Op-Ed: Do you think health care and the climate are unrelated? Think again


COVID-19 has disrupted our health systems in extraordinary ways. From setting up surge capacity plans to rapidly developing treatment protocols, those who work in our hospitals have fought this disease head-on, despite all the uncertainties. Just as health workers and administrators have worked tirelessly to adapt their hospitals to the pandemic, they must also lead the charge against another crisis: climate change.

Climate change has become a public health emergency. It worsens chronic diseases like asthma and increases the frequency of infectious diseases like COVID-19. According to the World Health Organization, climate change will cause a 250,000 deaths per year between 2030 and 2050 without significant reduction in greenhouse gas emissions.

In many ways, our health systems are on the front lines of the climate crisis. They provide medical care to a growing number of patients whose illnesses are exacerbated by climate change. However, these efforts can be interrupted when these systems are structurally and financially affected by more frequent extreme weather events. One example is the impact of Hurricane Maria. Due to severe damage to Puerto Rico and intravenous bag factories, doctors and nurses across the country have been unable to administer IV fluids and drugs.

While providing medical care to patients suffering from conditions made worse by the climate crisis, healthcare systems are also inadvertently contributing to the problem. Currently, the American health care system represents a quarter of all greenhouse gas emissions in the healthcare world – more than the health care system of any other nation.

Fortunately, health systems are beginning to recognize their role in addressing climate change and its impact on the health of communities. Energy efficiency, transport and food sustainability are all potential areas of intervention.

Hospitals can reduce their energy use through changes large and small. The Cleveland Clinic is a prime example of how these types of changes can be incorporated into health systems. The organization has undergone a major renovation of luminaires from fluorescent lamps to LEDs, and in the process saved 28 million kilowatt hours and over $ 2 million per year. Recognizing that their computers were another large amount of power consumption, they invested in software that put 40,000 non-critical computers and monitors into sleep mode when not in use, saving the system. $ 400,000 per year.

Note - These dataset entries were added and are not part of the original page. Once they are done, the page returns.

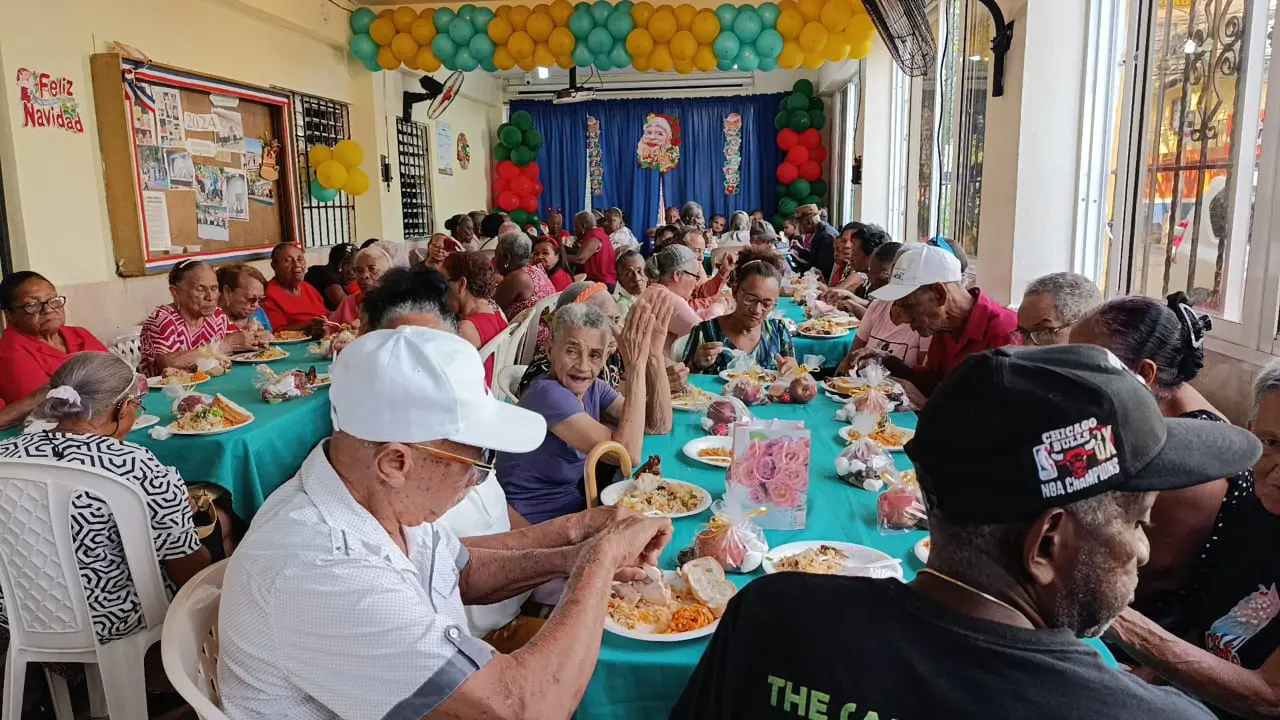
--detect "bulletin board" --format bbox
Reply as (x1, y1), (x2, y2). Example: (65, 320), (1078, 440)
(90, 53), (298, 277)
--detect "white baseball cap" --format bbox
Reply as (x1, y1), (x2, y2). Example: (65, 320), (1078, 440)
(872, 242), (961, 302)
(329, 325), (547, 452)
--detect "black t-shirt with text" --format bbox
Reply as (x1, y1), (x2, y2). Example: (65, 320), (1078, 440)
(671, 573), (1213, 720)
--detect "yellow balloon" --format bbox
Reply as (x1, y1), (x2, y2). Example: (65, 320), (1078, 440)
(316, 160), (347, 190)
(774, 9), (804, 40)
(627, 27), (653, 58)
(369, 18), (396, 47)
(649, 5), (680, 42)
(342, 168), (369, 195)
(631, 0), (653, 27)
(649, 42), (676, 73)
(507, 29), (534, 60)
(778, 40), (804, 70)
(413, 45), (440, 73)
(378, 47), (399, 70)
(486, 15), (515, 45)
(392, 32), (417, 60)
(694, 45), (717, 73)
(525, 13), (556, 42)
(676, 3), (698, 29)
(690, 10), (719, 45)
(800, 23), (827, 55)
(333, 140), (365, 168)
(507, 5), (534, 29)
(493, 45), (516, 70)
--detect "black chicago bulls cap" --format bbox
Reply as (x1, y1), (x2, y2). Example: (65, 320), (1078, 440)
(906, 345), (1262, 524)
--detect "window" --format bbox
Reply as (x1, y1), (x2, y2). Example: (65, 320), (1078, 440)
(396, 118), (435, 240)
(293, 92), (356, 247)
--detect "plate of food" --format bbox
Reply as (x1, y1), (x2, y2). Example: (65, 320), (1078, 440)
(840, 420), (915, 452)
(604, 557), (737, 642)
(232, 345), (289, 363)
(684, 436), (733, 468)
(760, 541), (902, 580)
(169, 395), (253, 436)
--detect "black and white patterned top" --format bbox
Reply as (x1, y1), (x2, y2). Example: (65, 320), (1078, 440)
(0, 432), (200, 643)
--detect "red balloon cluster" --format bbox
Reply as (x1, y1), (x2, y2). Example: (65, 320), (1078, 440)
(493, 160), (543, 213)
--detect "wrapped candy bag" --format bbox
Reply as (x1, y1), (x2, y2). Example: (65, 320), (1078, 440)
(694, 498), (769, 573)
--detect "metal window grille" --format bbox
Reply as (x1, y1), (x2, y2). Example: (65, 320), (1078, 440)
(293, 92), (356, 247)
(396, 118), (435, 240)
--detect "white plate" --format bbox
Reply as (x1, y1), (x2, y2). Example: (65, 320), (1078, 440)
(600, 478), (712, 519)
(840, 425), (915, 452)
(684, 436), (733, 468)
(760, 541), (902, 580)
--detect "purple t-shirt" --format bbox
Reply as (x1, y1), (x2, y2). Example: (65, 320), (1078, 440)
(497, 378), (618, 523)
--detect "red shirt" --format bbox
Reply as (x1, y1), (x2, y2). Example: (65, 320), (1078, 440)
(923, 288), (1018, 379)
(262, 278), (329, 331)
(582, 228), (618, 291)
(0, 325), (106, 407)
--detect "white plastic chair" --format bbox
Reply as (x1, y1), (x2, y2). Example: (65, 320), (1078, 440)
(0, 459), (169, 720)
(160, 560), (227, 720)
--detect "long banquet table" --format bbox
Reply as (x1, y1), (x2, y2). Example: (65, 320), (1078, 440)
(577, 375), (1111, 720)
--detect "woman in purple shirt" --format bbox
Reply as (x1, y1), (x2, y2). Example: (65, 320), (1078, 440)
(495, 292), (673, 523)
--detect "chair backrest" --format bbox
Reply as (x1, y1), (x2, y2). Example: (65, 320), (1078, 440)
(160, 560), (227, 720)
(106, 328), (142, 370)
(0, 459), (169, 651)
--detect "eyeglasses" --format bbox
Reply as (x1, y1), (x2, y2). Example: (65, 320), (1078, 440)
(14, 295), (67, 315)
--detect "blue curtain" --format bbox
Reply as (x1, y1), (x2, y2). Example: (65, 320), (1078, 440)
(511, 100), (586, 220)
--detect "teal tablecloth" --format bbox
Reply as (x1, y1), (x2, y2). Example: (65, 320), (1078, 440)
(0, 351), (333, 519)
(577, 375), (1114, 720)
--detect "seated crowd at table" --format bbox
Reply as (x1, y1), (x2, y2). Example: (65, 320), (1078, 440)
(0, 196), (1280, 720)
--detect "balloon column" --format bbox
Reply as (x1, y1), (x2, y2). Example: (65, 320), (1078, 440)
(493, 110), (543, 227)
(307, 140), (369, 202)
(773, 79), (827, 229)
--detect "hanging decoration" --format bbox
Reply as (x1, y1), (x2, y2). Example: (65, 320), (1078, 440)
(586, 115), (604, 197)
(349, 0), (876, 73)
(723, 113), (742, 195)
(636, 113), (680, 173)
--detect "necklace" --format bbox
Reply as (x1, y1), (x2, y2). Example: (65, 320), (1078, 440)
(916, 568), (1034, 625)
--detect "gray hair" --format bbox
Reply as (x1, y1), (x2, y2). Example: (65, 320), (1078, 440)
(31, 352), (138, 423)
(1023, 273), (1102, 325)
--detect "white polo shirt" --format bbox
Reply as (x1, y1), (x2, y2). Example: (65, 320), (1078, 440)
(218, 443), (493, 720)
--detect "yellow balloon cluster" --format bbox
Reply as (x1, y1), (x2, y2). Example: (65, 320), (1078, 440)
(488, 0), (575, 72)
(627, 0), (721, 73)
(776, 0), (876, 70)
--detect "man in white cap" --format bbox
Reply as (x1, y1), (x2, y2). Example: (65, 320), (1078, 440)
(218, 327), (671, 720)
(849, 243), (1018, 396)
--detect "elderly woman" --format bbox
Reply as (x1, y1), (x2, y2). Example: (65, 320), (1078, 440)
(493, 232), (556, 318)
(0, 352), (209, 643)
(0, 270), (106, 406)
(1070, 292), (1253, 635)
(329, 242), (394, 324)
(444, 252), (507, 386)
(685, 260), (796, 374)
(140, 260), (261, 375)
(497, 293), (672, 524)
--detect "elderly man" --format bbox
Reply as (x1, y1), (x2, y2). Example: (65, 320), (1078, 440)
(1015, 273), (1102, 345)
(218, 327), (671, 720)
(850, 243), (1018, 401)
(566, 210), (618, 286)
(672, 346), (1261, 720)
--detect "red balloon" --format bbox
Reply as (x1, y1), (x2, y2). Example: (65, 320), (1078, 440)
(787, 145), (809, 168)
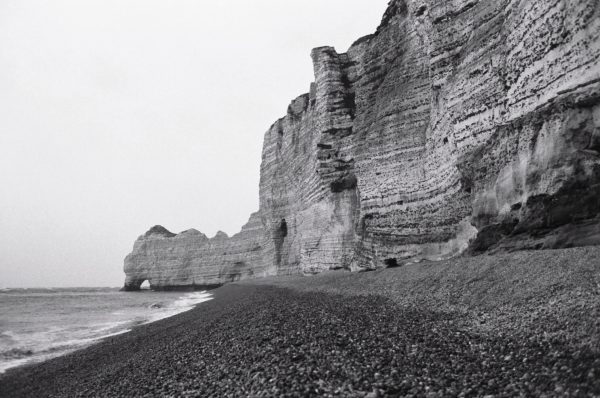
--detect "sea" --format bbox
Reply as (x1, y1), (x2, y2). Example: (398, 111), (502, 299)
(0, 288), (211, 373)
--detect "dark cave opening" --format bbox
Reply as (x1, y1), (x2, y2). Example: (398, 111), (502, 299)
(384, 258), (400, 268)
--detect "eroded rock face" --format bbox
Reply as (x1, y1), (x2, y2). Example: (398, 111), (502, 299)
(124, 213), (266, 291)
(126, 0), (600, 286)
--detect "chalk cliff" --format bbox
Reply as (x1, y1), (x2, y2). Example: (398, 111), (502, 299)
(125, 0), (600, 289)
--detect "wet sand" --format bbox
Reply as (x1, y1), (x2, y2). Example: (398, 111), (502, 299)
(0, 248), (600, 398)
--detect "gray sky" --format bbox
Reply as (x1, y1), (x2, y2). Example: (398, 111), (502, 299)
(0, 0), (387, 287)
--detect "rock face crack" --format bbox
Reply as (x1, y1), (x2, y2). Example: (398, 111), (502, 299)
(125, 0), (600, 289)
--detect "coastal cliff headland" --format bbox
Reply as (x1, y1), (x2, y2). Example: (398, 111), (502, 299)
(124, 0), (600, 290)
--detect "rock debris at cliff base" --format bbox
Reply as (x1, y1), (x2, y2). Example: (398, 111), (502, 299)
(125, 0), (600, 290)
(0, 248), (600, 398)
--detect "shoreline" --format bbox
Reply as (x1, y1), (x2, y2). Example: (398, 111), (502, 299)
(0, 247), (600, 397)
(0, 287), (212, 376)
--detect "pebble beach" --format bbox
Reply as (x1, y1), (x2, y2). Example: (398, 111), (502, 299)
(0, 247), (600, 398)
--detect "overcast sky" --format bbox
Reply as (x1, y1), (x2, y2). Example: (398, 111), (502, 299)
(0, 0), (387, 287)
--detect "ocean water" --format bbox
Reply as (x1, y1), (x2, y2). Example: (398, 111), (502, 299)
(0, 288), (211, 373)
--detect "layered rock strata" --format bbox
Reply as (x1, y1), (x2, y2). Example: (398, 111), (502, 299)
(125, 0), (600, 287)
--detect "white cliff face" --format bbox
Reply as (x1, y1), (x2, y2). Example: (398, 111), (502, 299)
(125, 213), (266, 290)
(126, 0), (600, 286)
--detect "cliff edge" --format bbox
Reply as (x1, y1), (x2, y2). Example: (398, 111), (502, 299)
(125, 0), (600, 290)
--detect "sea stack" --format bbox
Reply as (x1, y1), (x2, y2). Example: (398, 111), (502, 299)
(124, 0), (600, 290)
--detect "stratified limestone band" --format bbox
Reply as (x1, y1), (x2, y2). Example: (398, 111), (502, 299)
(125, 0), (600, 289)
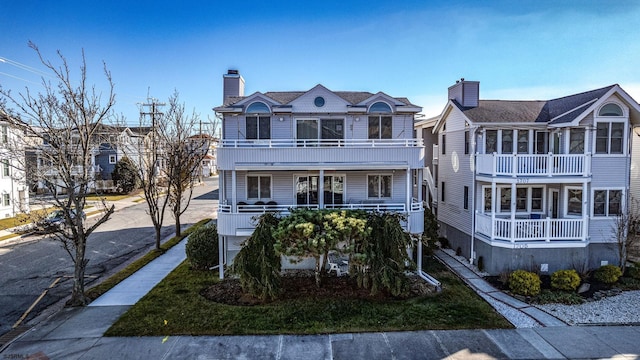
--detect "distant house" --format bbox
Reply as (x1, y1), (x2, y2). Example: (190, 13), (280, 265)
(416, 79), (640, 274)
(214, 70), (424, 276)
(0, 110), (29, 218)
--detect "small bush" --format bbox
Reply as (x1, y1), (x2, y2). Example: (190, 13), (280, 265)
(593, 265), (622, 284)
(186, 225), (219, 270)
(626, 263), (640, 280)
(551, 270), (580, 291)
(509, 270), (542, 296)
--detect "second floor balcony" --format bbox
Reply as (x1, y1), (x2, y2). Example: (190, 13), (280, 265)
(476, 153), (591, 177)
(218, 139), (424, 170)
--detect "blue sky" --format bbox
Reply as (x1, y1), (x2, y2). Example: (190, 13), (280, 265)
(0, 0), (640, 124)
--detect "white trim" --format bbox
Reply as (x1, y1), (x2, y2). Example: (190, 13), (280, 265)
(589, 187), (626, 220)
(365, 173), (393, 199)
(244, 173), (273, 201)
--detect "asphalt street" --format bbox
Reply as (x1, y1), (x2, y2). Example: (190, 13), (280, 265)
(0, 178), (218, 336)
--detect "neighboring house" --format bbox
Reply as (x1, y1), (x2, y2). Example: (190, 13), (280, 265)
(214, 70), (424, 277)
(0, 114), (29, 218)
(417, 79), (640, 274)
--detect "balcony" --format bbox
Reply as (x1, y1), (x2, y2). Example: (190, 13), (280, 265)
(476, 153), (591, 177)
(476, 214), (587, 243)
(218, 139), (424, 170)
(218, 199), (424, 236)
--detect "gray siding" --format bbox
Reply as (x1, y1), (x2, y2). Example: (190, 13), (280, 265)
(437, 109), (473, 234)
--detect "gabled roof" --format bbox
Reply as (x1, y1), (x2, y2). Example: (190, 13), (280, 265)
(221, 85), (417, 108)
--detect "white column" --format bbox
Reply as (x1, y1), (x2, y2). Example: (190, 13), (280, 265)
(318, 169), (324, 209)
(231, 170), (238, 213)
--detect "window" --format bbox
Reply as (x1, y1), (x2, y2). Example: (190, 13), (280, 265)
(569, 129), (584, 154)
(245, 102), (271, 114)
(518, 130), (529, 154)
(462, 186), (469, 210)
(247, 176), (271, 199)
(369, 116), (392, 139)
(0, 125), (9, 144)
(596, 122), (624, 154)
(464, 130), (470, 155)
(593, 190), (622, 216)
(598, 104), (624, 116)
(567, 189), (582, 215)
(2, 160), (11, 176)
(484, 187), (491, 212)
(246, 116), (271, 140)
(369, 101), (391, 114)
(484, 130), (498, 154)
(440, 134), (447, 155)
(502, 130), (513, 154)
(531, 187), (543, 211)
(367, 175), (391, 198)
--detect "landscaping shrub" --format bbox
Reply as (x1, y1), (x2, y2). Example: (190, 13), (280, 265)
(551, 270), (580, 291)
(593, 265), (622, 284)
(509, 270), (542, 296)
(627, 263), (640, 280)
(186, 225), (219, 270)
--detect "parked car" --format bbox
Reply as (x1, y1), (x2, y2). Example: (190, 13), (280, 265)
(37, 210), (87, 233)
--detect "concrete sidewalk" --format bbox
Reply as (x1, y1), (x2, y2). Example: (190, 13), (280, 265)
(0, 236), (640, 360)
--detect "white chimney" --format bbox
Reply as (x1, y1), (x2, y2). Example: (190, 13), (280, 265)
(222, 69), (244, 103)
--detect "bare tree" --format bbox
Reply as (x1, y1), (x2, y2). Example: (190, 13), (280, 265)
(612, 198), (640, 272)
(158, 92), (210, 236)
(138, 99), (169, 250)
(0, 42), (115, 306)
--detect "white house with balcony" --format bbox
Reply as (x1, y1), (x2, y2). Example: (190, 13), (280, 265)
(214, 70), (424, 276)
(416, 79), (640, 274)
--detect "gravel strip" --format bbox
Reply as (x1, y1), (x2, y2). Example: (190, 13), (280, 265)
(536, 290), (640, 325)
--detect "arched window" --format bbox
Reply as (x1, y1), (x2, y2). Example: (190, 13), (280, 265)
(598, 104), (624, 116)
(245, 102), (271, 114)
(369, 101), (391, 114)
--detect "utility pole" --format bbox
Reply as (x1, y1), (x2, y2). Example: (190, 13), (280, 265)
(138, 97), (166, 178)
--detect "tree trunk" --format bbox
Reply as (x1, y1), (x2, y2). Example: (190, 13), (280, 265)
(70, 239), (89, 306)
(154, 226), (162, 250)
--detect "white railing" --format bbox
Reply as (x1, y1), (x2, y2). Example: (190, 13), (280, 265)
(218, 199), (423, 214)
(476, 214), (587, 242)
(220, 139), (423, 148)
(476, 153), (591, 177)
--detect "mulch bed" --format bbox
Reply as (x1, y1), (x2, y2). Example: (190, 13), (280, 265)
(200, 271), (435, 306)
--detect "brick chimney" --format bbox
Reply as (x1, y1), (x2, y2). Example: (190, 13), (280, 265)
(222, 69), (244, 103)
(449, 78), (480, 107)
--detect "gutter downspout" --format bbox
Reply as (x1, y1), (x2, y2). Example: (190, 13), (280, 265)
(469, 127), (478, 264)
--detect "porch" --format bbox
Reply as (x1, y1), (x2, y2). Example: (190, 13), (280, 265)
(475, 213), (588, 243)
(218, 199), (424, 236)
(476, 153), (591, 177)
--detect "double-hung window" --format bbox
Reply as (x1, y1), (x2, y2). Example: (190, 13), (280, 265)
(596, 121), (624, 154)
(593, 190), (622, 216)
(367, 175), (392, 199)
(247, 175), (271, 200)
(369, 115), (393, 140)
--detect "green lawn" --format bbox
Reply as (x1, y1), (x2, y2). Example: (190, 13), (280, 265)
(106, 255), (512, 336)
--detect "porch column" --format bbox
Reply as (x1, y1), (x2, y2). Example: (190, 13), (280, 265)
(509, 182), (516, 242)
(492, 181), (498, 240)
(582, 181), (589, 241)
(318, 169), (324, 209)
(231, 169), (238, 213)
(406, 167), (412, 213)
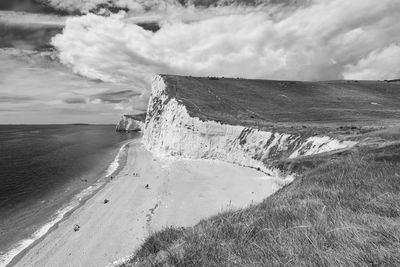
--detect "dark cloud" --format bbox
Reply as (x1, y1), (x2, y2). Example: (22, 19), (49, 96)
(91, 90), (141, 104)
(64, 97), (86, 104)
(0, 22), (62, 49)
(0, 94), (33, 103)
(0, 0), (70, 15)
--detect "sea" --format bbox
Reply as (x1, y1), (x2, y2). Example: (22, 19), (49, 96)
(0, 125), (139, 266)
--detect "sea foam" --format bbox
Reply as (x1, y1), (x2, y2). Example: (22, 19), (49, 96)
(0, 142), (129, 267)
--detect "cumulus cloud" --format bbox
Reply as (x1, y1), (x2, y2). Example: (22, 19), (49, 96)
(53, 0), (400, 96)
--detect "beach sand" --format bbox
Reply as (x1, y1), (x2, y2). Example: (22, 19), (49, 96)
(15, 140), (279, 266)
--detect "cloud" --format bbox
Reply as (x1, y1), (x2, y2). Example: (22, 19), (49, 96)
(91, 90), (141, 104)
(53, 0), (400, 94)
(0, 93), (33, 103)
(344, 44), (400, 80)
(64, 97), (86, 104)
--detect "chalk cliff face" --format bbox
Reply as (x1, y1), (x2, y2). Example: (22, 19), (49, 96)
(116, 114), (146, 132)
(143, 76), (355, 175)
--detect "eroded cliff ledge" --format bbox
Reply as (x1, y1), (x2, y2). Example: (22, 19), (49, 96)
(124, 75), (400, 174)
(115, 113), (146, 132)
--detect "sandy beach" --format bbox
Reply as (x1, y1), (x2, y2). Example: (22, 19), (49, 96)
(14, 140), (279, 266)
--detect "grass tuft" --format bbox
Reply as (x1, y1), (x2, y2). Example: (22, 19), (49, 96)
(119, 145), (400, 266)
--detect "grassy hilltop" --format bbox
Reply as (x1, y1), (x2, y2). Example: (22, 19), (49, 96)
(121, 76), (400, 266)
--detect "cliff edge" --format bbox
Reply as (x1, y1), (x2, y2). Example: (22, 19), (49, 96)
(115, 113), (146, 132)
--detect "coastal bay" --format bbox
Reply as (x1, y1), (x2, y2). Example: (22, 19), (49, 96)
(12, 140), (279, 266)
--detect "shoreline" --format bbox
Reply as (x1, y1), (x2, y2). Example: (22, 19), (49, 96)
(0, 139), (134, 267)
(12, 139), (280, 266)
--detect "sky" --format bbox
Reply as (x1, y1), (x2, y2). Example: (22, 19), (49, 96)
(0, 0), (400, 124)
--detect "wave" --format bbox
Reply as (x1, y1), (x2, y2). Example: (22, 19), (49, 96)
(0, 142), (129, 267)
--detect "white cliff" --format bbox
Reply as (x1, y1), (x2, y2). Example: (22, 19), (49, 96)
(116, 114), (145, 132)
(143, 76), (355, 174)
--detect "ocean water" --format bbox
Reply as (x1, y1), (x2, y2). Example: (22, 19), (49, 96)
(0, 125), (138, 266)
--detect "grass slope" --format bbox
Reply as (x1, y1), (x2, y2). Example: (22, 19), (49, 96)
(121, 144), (400, 266)
(162, 75), (400, 128)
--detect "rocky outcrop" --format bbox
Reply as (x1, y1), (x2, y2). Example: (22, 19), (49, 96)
(143, 76), (355, 175)
(116, 113), (146, 132)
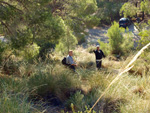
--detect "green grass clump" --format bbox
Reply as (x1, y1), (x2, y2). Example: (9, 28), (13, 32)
(0, 91), (31, 113)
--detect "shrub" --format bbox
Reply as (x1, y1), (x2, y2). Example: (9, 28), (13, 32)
(0, 91), (31, 113)
(0, 40), (7, 63)
(66, 91), (85, 110)
(20, 43), (40, 60)
(28, 65), (80, 101)
(107, 22), (124, 54)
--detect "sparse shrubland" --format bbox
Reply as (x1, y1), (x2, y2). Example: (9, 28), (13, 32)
(0, 0), (150, 113)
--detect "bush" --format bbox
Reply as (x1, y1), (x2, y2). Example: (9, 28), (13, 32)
(107, 22), (125, 54)
(0, 92), (31, 113)
(28, 65), (80, 101)
(0, 40), (7, 63)
(20, 43), (40, 60)
(66, 91), (85, 110)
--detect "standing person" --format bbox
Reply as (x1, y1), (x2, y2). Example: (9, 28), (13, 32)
(93, 45), (105, 69)
(66, 50), (77, 71)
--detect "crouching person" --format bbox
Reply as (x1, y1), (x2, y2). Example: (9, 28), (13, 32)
(93, 45), (105, 70)
(66, 50), (77, 72)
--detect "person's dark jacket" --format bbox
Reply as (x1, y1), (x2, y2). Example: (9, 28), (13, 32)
(93, 50), (105, 59)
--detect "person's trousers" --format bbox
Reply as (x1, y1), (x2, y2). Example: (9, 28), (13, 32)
(96, 61), (102, 69)
(69, 65), (76, 72)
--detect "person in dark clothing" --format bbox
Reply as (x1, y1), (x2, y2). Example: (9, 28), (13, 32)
(93, 45), (105, 69)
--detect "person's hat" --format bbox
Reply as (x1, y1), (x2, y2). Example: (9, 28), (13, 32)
(96, 45), (99, 47)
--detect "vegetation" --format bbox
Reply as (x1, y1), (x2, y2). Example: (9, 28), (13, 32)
(0, 0), (150, 113)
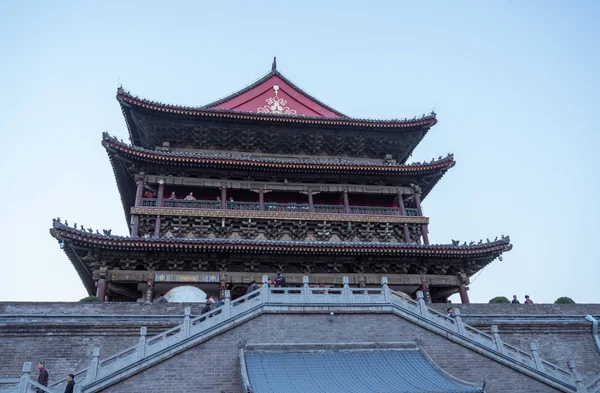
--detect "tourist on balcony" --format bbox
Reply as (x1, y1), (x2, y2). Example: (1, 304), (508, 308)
(246, 280), (258, 295)
(156, 292), (169, 303)
(37, 361), (48, 393)
(275, 273), (287, 288)
(65, 374), (75, 393)
(523, 295), (533, 304)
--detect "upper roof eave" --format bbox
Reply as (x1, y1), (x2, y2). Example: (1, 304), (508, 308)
(202, 68), (349, 118)
(51, 219), (512, 258)
(102, 133), (456, 174)
(117, 88), (437, 127)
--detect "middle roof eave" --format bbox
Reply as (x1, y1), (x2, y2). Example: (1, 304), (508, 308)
(102, 133), (455, 175)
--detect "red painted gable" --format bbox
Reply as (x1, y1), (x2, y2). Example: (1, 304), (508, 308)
(208, 73), (342, 117)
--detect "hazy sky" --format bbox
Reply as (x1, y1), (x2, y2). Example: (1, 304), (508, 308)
(0, 1), (600, 303)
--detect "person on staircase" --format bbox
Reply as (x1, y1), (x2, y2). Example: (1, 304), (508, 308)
(37, 360), (48, 393)
(65, 374), (75, 393)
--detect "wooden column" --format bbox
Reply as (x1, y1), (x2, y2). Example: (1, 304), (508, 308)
(221, 187), (227, 210)
(458, 284), (471, 304)
(414, 192), (429, 246)
(344, 191), (350, 214)
(144, 280), (154, 303)
(96, 278), (106, 301)
(154, 180), (165, 237)
(156, 180), (165, 207)
(131, 179), (144, 237)
(258, 188), (265, 212)
(398, 192), (410, 243)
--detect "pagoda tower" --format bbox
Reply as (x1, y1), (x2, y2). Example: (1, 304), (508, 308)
(50, 62), (512, 302)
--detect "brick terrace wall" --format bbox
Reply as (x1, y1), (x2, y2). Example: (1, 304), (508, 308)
(433, 304), (600, 381)
(105, 314), (568, 393)
(0, 303), (600, 392)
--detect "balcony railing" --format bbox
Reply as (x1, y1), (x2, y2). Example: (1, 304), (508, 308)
(142, 198), (419, 217)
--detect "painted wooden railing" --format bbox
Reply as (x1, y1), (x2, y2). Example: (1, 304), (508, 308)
(142, 198), (419, 217)
(8, 276), (586, 393)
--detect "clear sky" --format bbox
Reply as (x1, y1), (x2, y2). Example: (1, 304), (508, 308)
(0, 1), (600, 303)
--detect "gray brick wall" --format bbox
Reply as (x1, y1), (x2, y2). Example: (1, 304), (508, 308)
(0, 303), (600, 392)
(106, 314), (568, 393)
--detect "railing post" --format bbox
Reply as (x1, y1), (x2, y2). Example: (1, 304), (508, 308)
(222, 289), (231, 319)
(454, 308), (466, 336)
(260, 274), (271, 303)
(342, 276), (354, 303)
(417, 291), (428, 318)
(19, 362), (31, 393)
(529, 343), (544, 371)
(87, 347), (100, 383)
(137, 326), (148, 360)
(381, 277), (392, 303)
(183, 307), (192, 338)
(567, 360), (587, 393)
(490, 325), (504, 353)
(302, 276), (312, 303)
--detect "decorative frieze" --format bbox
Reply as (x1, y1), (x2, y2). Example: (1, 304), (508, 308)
(131, 207), (429, 225)
(139, 215), (421, 243)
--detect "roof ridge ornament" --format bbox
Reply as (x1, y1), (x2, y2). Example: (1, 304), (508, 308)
(256, 85), (296, 115)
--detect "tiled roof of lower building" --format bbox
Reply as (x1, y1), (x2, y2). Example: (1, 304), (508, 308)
(242, 349), (484, 393)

In addition to these minor changes, the Cleveland Clinic has also tackled the biggest energy consumer in its hospitals: the heating, ventilation and air conditioning (HVAC) system. By adjusting the air changes per hour to meet guidelines rather than exceeding them, the organization saved $ 250,000 per year. The organization has also started back of operating room (OR)or reducing the number of air exchanges when operating theaters were not in use, resulting in savings of $ 2 million per year. These adjustments had no impact on patient care. Like Cleveland Clinic, Kaiser Permanente has also sought to achieve carbon neutrality by establishing long-term power purchase agreements in wind and solar. The deals would provide clean energy to 27 of the 39 hospitals, build large-scale wind and solar farms, and establish a large battery storage system.

Transportation is another major source of emissions for hospitals, as 60% of transport emissions in the United States come from 76% of workers who drive alone or who drive light vehicles. A number of health systems are attempting to meet this challenge by promoting alternative means of transport and establishing partnerships with their cities and local organizations. At Seattle Children’s Hospital, staff members can enjoy his bicycle center on site, which offers free maintenance and discounted cycling equipment. This effort allows the hospital to achieve its goal of reducing the percentage of staff driving alone to 30% by 2030 while promoting the physical well-being of employees. It also helps solve the significant traffic congestion problem in Seattle and allows for greater patient capacity.

Like Seattle Children’s Hospital, the University of California, San Francisco (UCSF) has sought to reduce its carbon footprint through its multi-pronged transportation initiative. The system has reduced its percentage of single occupancy vehicles at 25% by encouraging vans and carpools, by offering pre-tax benefits for commuters reduce the cost of public transport and install bicycle racks with shower stations on all hospital campuses. Currently, 23% of the staff drive hybrid or electric vehicles with a final target of 50% by 2025. UCSF also operates 15 electric buses and installed several charging stations for electric vehicles in its car parks.

Food consumption and waste have also become essential elements of sustainable development efforts in all industries. By substituting 50% plant-based foods for animal products, we could avoid 1.6 billion tonnes greenhouse gas emissions by 2030. While agriculture contributes to 24% of greenhouse gas pollution worldwide, regenerative agriculture could reduce carbon dioxide by 23.2 gigatons and generate $ 1.2 trillion by 2050. Fortunately, some hospitals have recognized the importance of food not only for the health of our bodies, but also for the health of our planet. At Boston Medical Center, the 2000 square foot rooftop farm provides fresh produce to patients and the local community while reducing the hospital’s carbon footprint. This is because carbon-breathing factories help reduce building heating and cooling costs and shift the transport of food to internal production. Rooftop farm water usage is controlled by a smart phone app, which shuts off the water based on the weather forecast, and it also resolves combined sewer overflows by slowing the flow of water from the rooftop. rain in sewage.

Right now, climate change demands our action from the individual to the organizational level. Without serious efforts to engage in sustainable interventions, the carbon footprint of health systems will continue to increase and increase the burden of disease. Fortunately, healthcare organizations across our country have shown that they are willing to take the necessary action to reverse climate change. By investing in our planet, health systems also invest in our collective health and our future.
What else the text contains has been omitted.